I agree but that is a more mature work. I was going with the early ones that I think might be looked over but now that you brought this up here and before (no one commented on it) I think many have not heard it. I need to look up my copy.


----------



## DLOinQUEENS (Nov 22, 2018)

Please delete - thanks!


----------



## MarkW (Feb 16, 2015)

Tippett's piano concerto -- not completely unknown, but not nearly as well known as it should be.


----------



## Phil loves classical (Feb 8, 2017)

Thanks for the suggestions. Some like Tippett's concerto I haven't heard anything like.


----------



## Janspe (Nov 10, 2012)

I don't know if this counts as unsung, but: Bernd Alois Zimmermann's _Violin Concerto_ is an absolute marvel, definitely one of the greatest 20th century violin concerti in my opinion. There's a recording by Leila Josefowicz available on Ondine, warmly recommended.

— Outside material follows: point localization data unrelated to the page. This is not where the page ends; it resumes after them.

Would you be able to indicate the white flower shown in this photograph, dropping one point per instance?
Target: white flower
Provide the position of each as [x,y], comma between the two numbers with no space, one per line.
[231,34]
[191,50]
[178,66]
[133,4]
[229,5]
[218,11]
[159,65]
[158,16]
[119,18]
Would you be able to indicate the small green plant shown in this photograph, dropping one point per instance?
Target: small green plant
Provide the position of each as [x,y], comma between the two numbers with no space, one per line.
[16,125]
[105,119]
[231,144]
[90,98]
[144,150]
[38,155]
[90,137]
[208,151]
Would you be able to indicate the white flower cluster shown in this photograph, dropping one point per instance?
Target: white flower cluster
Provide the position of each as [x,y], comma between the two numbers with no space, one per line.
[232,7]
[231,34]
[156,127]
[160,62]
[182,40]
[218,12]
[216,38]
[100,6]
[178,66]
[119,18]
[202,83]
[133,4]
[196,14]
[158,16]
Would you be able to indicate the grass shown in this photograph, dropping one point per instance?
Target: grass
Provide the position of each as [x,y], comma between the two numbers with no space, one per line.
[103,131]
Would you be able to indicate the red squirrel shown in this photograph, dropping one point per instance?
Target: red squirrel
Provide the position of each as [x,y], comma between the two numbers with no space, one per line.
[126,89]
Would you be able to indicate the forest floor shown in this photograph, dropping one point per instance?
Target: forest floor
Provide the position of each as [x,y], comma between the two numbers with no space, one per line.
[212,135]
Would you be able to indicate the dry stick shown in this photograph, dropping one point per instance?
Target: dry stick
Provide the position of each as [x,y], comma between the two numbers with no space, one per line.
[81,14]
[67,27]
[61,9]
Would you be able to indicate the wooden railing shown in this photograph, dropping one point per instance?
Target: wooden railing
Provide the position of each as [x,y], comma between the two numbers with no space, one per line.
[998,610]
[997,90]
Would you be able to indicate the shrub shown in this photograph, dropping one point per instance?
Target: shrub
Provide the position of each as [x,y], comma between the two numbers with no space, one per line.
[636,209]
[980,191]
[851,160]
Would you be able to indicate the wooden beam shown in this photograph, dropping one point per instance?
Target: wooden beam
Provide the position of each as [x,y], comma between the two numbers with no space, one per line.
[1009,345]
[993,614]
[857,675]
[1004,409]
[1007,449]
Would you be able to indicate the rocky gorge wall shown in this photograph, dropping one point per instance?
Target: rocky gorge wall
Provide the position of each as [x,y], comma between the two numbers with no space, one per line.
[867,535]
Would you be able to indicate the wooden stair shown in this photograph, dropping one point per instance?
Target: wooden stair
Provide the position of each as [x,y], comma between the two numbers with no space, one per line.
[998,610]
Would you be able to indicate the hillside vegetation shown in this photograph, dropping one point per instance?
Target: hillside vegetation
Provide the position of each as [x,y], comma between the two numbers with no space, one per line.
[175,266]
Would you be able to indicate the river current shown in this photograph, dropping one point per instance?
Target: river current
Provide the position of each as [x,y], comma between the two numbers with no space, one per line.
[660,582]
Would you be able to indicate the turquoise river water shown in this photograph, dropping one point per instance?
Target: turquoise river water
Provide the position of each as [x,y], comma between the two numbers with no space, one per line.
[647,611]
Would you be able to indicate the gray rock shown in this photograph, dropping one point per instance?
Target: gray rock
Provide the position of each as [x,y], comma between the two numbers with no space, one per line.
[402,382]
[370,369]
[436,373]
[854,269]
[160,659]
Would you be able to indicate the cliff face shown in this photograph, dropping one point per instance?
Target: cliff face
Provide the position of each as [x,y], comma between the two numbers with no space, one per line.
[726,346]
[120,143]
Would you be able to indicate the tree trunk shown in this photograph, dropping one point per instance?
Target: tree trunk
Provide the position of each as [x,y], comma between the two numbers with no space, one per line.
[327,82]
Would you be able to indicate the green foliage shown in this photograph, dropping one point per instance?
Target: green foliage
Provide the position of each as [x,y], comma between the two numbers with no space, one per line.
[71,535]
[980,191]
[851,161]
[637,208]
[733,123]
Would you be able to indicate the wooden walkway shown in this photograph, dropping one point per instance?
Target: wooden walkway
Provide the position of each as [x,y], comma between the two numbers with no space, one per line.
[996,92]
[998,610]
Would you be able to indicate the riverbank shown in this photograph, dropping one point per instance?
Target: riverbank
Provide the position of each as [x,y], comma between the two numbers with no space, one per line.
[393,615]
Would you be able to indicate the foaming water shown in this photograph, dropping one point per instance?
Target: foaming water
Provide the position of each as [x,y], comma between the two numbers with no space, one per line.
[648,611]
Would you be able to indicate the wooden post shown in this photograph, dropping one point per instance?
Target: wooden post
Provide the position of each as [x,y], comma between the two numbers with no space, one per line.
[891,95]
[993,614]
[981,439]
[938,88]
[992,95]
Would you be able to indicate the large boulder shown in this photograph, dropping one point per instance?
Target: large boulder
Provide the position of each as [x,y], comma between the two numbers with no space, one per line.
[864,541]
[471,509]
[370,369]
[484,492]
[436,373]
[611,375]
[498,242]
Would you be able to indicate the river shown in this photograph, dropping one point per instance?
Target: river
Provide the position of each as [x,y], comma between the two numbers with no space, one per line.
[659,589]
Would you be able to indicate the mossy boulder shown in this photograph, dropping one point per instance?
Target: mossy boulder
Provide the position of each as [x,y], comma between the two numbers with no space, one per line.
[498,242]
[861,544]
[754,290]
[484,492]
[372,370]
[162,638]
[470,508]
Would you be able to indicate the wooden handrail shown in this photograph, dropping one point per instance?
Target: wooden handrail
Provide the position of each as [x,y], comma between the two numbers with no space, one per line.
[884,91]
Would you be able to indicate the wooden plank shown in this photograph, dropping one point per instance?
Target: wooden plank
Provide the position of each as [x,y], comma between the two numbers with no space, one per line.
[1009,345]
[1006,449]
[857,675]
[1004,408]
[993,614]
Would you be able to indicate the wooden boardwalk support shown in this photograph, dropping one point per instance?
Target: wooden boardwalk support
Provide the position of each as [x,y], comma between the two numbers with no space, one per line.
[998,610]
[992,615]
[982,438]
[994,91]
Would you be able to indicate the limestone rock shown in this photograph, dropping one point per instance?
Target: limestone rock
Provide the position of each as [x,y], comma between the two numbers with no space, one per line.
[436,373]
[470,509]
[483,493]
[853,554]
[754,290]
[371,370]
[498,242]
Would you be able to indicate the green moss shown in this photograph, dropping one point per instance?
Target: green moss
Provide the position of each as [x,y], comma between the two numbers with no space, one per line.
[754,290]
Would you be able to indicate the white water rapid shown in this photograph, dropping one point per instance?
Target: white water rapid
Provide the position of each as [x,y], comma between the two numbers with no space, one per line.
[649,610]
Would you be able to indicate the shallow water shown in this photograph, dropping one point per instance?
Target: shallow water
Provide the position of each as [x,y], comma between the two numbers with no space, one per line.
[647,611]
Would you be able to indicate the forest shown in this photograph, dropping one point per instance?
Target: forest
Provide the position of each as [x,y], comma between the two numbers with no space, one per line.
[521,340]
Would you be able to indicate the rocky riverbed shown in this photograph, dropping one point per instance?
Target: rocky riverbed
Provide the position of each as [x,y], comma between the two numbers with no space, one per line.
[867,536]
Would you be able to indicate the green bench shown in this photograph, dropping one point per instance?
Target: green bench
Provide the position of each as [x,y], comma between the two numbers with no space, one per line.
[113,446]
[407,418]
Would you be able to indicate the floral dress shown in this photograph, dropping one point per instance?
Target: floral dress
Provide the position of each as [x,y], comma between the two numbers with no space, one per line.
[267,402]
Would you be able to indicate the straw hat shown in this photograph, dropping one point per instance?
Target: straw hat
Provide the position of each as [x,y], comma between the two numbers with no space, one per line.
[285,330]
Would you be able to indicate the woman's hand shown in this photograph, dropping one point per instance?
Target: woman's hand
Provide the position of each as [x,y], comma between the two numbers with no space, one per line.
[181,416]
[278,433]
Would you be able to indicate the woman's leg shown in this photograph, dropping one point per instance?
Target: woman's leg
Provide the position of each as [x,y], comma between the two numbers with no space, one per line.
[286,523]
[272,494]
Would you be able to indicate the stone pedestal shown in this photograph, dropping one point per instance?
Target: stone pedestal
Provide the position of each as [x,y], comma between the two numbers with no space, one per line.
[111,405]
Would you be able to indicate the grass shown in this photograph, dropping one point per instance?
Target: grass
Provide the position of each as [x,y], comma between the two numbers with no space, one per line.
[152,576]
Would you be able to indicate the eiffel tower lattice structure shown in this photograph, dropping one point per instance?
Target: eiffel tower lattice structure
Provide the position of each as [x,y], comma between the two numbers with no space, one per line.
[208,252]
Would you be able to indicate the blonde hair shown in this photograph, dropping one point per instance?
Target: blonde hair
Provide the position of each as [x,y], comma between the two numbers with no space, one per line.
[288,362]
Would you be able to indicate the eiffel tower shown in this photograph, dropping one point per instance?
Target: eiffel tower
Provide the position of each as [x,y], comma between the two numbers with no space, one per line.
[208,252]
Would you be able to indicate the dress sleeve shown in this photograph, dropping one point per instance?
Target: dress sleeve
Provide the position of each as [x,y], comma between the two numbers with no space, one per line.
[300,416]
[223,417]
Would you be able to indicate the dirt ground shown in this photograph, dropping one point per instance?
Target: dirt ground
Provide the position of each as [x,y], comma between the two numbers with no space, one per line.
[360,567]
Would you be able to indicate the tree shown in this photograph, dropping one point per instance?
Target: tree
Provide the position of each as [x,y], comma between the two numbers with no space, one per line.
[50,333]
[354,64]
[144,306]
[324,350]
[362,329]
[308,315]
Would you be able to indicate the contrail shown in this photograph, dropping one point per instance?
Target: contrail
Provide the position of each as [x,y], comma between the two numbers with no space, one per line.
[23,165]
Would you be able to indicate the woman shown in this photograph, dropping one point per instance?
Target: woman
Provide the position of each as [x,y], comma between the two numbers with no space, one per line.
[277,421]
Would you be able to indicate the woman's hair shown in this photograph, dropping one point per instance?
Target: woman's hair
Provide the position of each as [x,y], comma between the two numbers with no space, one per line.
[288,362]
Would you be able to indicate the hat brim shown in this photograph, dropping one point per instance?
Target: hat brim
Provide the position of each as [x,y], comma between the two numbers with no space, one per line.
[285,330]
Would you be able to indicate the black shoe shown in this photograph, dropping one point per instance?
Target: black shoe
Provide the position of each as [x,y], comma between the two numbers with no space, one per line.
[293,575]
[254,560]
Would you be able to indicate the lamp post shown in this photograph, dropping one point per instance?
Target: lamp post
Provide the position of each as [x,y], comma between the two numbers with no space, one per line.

Also I have to mention a piece from my native Finland: Jukka Tiensuu's orchestral score _Alma III: Soma_ is really fun and worth getting to know.


----------



## Roger Knox (Jul 19, 2017)

DLOinQUEENS said:


> The 2nd movement from Raff's 8th is so energetic and lively, with a gorgeous melody, it's a crime that more people don't know about it. 14:45 in this vid:


I certainly agree with you about this "During Walpurgis Night" 2nd movement from Joachim Raff's Eighth Symphony. Orchestral tarantellas can be so exciting and this is one of the best.


----------



## superhorn (Mar 23, 2010)

The one symphony by Paul Dukas , ( he seems to have destroyed an earlier one ) , is a stunning masterpiece which was written in 1897 and has been only sporadically performed since . 
It's in three movements without a scherzo with a pensive, melancholy slow movement between two boldly energetic ones . 
There is a kind of unpretentious grandeur and nobility to this symphony which I find highly appealing .
But the only performance in the US I know of in recent years was by Leonard Slatkin and the New York Philharmonic about 20 or so years ago. Slatkin recorded it for RCA with the French National orchestra around the same time . 
I first got to know it back in the 70s on LP from the superb performance on Decca with the late,lamented Walter Weller and the L.P.O., coupled with the much better known Sorcerer's apprentice . I believe this is now available on the Eloquence label, which has reissued so many superb Decca recordings in recent years . By all means get this recording ! If you don't know the Dukas symphony, you don't know what you're missing ! The recording on EMI with Jean Martinon and the ORTF orchestra , former name of the French national , has its admirers too .


----------



## Pat Fairlea (Dec 9, 2015)

MarkW said:


> Tippett's piano concerto -- not completely unknown, but not nearly as well known as it should be.


Hear, hear!
.........................


----------



## Pat Fairlea (Dec 9, 2015)

Maybe it's not obscure enough for this thread, but I'm surprised that Rimsky-Kosakov's Russian Easter Festival Overture isn't better known and more highly praised.


----------



## Gray Bean (May 13, 2020)

Most of the music of Vincent d’Indy.


----------



## Xisten267 (Sep 2, 2018)

A piece by Mozart that I regard as a masterpiece and that IMO deserved much more attention is the opera _Idomeneo_. I think that this is the most gluckian opera by Mozart, with almost uninterrupted fresh action, great choruses and a beautiful orchestration. I also believe that there are some thematic resemblances between some of it's arias and Beethoven's symphony No. 5, Bruckner's symphony No. 4 and Mozart's own symphony No. 40. It's my current favorite opera by Mozart apart from _Die Zauberflöte_.


----------